Meu pai ficou parado
sem entender a situação. Nem eu mesmo compreendia. Minha mãe com os olhos
vermelhos enxugava as lágrimas.
- Vá embora! Não tenho
mais filho! – Ela declarou com voz firme e decidida.
- Eu também sou seu
filho, mãe. – Minha fala era carregada de um sentimento que talvez um dia eu
consiga explicar.
- Os outros sim, mas
você não é. Foi um dia, sim, te gerei. Você nasceu. Criei você. Mas não pra ser
assim. Eu fui uma idiota, eu ‘tava’ cega. As ‘vizinha’ falando que você gostava
de se deitar com macho, e eu nunca acreditei. Agora você vem dizer que é uma
bicha?!
O coração já não
pulsava mais. Meus pés flutuavam e eu não ouvia mais as tolices que mamãe
falava. Meu pai não esboçava reação. Era como se o homem outrora metido a
machão e todo cheio de si se reduzisse a um nada.
Depois daquela noite eu
fui embora de casa. Tive abrigo na casa de amigos, pois nem meus irmãos
aceitaram o fato de eu ser um gay. Nesse período nebuloso conheci o homem que
me daria o amparo necessário para ter uma vida menos sofrível. Anos se passaram
e mamãe ficou doente, em seu leito de morte fui visitá-la. Chegando ao hospital
acompanhado do meu marido fui atingindo por olhares ruins de gente sem amor no
coração. Subi no elevador e fui ao quinto andar, quarto 125, era ali que ela estava;
na UTI.
Pelo vidro a vi de
tubos no rosto e com um aspecto magro e triste. Sua respiração era lenta e
forçada. Um dos meus irmãos se aproximou de mim e do meu esposo.
- Por que trouxe esse
cara aqui? Já não basta você?!
Fiquei com aquilo
entalado, mas não respondi. Seria perda de tempo iniciar uma discussão no nível
que as coisas estavam. Por isso decidi ir embora, peguei na mão do meu marido e
saí de cabeça erguida, aquela seria a ultima vez que eu veria minha mãe viva,
ou lutando pela vida dela. Poucos dias depois fiquei sabendo de seu
falecimento. Confesso ter sido o dia mais triste da minha vida. Mesmo com tudo
o que houve eu ainda a amava e nutria dentro de mim um desejo incontrolável de
conversar com ela, no entanto, não tive coragem. Certamente pela incerteza do
comportamento dela diante de mim. Com o passar dos anos, aquelas palavras ditas
por ela após eu me assumir, ainda machucam e muito, e doem cada vez que eu me
perco a ficar pensando nela.

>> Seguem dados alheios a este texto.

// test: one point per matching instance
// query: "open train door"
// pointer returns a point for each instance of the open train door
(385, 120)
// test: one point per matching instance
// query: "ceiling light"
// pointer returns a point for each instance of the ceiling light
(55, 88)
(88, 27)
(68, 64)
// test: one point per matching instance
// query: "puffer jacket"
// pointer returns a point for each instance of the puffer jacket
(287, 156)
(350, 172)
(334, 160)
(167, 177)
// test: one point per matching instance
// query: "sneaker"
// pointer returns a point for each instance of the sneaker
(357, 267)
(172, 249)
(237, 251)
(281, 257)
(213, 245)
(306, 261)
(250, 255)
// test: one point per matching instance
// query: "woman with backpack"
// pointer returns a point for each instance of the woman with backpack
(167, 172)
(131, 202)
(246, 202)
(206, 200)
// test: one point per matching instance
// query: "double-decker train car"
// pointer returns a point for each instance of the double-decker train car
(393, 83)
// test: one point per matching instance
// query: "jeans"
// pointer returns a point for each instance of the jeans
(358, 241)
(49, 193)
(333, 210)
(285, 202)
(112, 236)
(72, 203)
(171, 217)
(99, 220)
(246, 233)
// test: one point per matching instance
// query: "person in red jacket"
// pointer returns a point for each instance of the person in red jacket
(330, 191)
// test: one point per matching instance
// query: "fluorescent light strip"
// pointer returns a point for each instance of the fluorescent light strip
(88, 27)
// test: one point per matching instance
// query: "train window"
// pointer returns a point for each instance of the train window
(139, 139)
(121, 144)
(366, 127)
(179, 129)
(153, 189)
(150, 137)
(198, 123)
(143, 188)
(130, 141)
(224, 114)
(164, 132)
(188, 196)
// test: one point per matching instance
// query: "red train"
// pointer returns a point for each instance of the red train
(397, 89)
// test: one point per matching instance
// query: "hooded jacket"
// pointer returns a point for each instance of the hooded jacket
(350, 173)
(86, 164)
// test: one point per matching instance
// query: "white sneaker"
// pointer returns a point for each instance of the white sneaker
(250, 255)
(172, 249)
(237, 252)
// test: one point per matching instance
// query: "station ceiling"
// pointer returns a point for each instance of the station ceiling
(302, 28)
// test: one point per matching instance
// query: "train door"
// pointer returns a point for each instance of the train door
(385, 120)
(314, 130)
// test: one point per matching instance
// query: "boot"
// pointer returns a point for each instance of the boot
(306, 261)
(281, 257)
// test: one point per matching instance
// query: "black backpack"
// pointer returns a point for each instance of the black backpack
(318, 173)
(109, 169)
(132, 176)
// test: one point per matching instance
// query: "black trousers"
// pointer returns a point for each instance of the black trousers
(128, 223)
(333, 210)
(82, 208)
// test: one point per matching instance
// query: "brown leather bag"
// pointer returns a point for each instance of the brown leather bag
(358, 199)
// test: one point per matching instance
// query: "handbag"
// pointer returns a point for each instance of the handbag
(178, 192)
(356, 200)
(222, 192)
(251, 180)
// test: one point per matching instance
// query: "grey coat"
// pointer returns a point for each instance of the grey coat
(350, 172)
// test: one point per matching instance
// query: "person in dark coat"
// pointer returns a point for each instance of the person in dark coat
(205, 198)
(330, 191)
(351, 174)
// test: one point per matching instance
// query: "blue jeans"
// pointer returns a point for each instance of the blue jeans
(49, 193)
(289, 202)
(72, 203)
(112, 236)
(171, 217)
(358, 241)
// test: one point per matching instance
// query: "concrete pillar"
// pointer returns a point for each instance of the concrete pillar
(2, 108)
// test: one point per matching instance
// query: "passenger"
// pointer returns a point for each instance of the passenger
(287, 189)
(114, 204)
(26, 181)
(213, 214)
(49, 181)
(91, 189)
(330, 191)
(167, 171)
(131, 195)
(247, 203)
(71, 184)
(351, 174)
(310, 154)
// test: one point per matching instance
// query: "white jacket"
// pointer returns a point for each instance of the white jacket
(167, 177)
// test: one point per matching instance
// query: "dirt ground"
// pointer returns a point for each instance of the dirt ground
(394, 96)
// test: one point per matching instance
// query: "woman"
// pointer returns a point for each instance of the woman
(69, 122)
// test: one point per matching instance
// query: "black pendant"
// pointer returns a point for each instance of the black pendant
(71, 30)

Recordando os bons momentos, lembro-me dela me buscando
na escola, ajeitando a gola da minha camisa antes de eu ir trabalhar, dela
dizendo pra eu ter cuidado e não arrumar confusão, do sorriso dela e de seu
abraço apertado e carinhoso.
Entretanto eu não teria
mais aquilo e pensar nisso me deixava confuso e sem chão. Hoje vivo bem e numa
casa confortável, com meu marido e filhos, os nossos cinco cachorros. Contato
com a minha família não tenho mais. Meu pai vive abandonado em um asilo, às
vezes vou visita-lo, mas só o vejo de longe. Meus irmãos se separaram, cada um
foi para um canto, não tive mais notícias de ninguém. Não posso culpá-los pelo
nível de ignorância deles, de não aceitaram o fato de terem um irmão
homossexual, e de nunca tentarem compreender que eu não sou uma aberração, mas
sim um ser humano igual a eles e com sonhos e objetivos a serem alcançados.